= Bicycle transportation planning in Los Angeles =

Los Angeles can refer to both the City of Los Angeles and Los Angeles County, as well as the larger Los Angeles region (consisting of a continuous urban landscape stretching from Ventura County in the north down to Orange County in south).

There are a myriad of different agencies and authorities engaged in bicycle transportation planning, funding, design and construction in the Los Angeles area. This is an attempt to find the members of these agencies and authorities responsible for transportation projects and issues as they relate to bicycles.

==Entities in the City of Los Angeles==
In the City of Los Angeles there are several city level departments which oversee transportation related issues.
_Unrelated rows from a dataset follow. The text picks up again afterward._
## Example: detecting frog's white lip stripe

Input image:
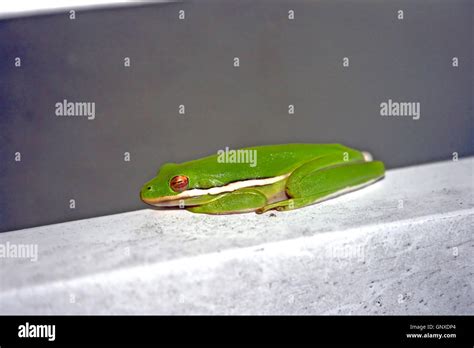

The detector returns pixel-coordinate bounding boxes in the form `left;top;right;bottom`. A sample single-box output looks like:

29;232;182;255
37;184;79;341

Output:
142;173;290;207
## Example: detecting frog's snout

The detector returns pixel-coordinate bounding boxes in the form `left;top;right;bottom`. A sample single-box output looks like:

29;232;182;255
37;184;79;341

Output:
140;184;155;203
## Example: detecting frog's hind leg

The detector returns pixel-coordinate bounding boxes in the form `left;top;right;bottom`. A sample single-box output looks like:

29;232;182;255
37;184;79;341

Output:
257;159;385;213
186;188;267;214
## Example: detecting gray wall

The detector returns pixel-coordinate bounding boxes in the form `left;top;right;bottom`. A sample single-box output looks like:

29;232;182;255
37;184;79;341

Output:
0;0;474;231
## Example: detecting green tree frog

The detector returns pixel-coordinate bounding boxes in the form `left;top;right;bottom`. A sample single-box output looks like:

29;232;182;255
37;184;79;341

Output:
140;144;385;214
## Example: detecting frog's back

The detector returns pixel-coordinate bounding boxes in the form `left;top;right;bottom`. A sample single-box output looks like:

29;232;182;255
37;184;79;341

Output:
180;144;354;184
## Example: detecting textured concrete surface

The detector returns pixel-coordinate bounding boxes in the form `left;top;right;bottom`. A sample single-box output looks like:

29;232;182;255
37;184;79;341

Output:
0;158;474;314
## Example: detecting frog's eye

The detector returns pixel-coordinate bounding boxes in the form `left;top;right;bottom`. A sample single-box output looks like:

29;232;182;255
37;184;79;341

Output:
170;175;189;192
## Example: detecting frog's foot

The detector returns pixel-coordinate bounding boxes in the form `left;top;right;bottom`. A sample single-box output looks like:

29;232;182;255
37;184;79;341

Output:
255;196;318;214
186;188;267;214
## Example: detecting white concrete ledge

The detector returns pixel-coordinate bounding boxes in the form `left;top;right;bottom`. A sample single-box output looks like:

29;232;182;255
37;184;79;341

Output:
0;158;474;314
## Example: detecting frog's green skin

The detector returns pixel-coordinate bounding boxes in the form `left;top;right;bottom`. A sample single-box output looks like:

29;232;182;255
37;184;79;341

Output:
140;144;385;214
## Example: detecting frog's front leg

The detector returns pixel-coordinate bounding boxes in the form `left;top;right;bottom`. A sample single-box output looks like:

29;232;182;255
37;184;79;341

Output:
186;188;267;214
257;154;385;213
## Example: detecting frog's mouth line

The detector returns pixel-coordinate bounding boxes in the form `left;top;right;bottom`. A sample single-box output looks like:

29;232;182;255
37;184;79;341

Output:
140;173;291;207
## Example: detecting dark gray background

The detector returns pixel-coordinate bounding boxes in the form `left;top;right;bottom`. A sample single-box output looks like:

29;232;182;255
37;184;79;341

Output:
0;0;474;231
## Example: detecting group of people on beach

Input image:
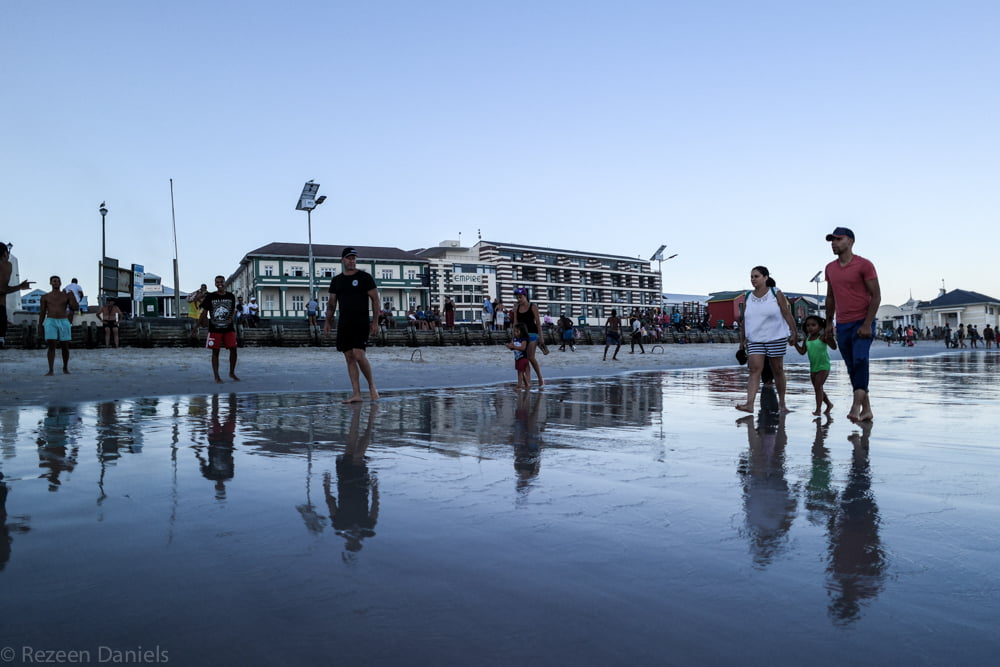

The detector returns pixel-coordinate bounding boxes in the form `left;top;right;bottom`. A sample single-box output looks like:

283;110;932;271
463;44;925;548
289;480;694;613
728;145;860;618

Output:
736;227;882;423
191;247;380;403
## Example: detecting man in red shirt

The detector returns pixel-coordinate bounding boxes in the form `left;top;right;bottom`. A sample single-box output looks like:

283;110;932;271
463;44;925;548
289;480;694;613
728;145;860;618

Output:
826;227;882;422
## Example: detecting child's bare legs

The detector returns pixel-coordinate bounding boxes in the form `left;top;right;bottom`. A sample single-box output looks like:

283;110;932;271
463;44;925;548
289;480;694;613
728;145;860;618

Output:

The individual sections and divisions responsible for bicycle matters are enumerated below. These are the people who work directly with bicycle projects:

===Los Angeles Department of Transportation===
Los Angeles Department of Transportation has a special portion of its Office of Transportation Development set aside for bicycle project planning, design, funding, and construction. Within the Office of Transportation Development, Bureau of Capital Programming (run by Haripal Var), is the Project Grants, Bikeways and Enhancement Division (headed by Michael Uyeno).

The Project Grants, Bikeways and Enhancement Division is further subdivided into a Bikeways Section and a position for a Senior Project Coordinator. During 2009 funding crisis Department head Rita Robinson proposed to eliminate Bikeways Division entirely and discontinue Safe Routes to School Work. (Inter Departmental Correspondence, 4 May 2009, addressed to Budget and Finance Committee, "Shared Responsibility and Sacrifice")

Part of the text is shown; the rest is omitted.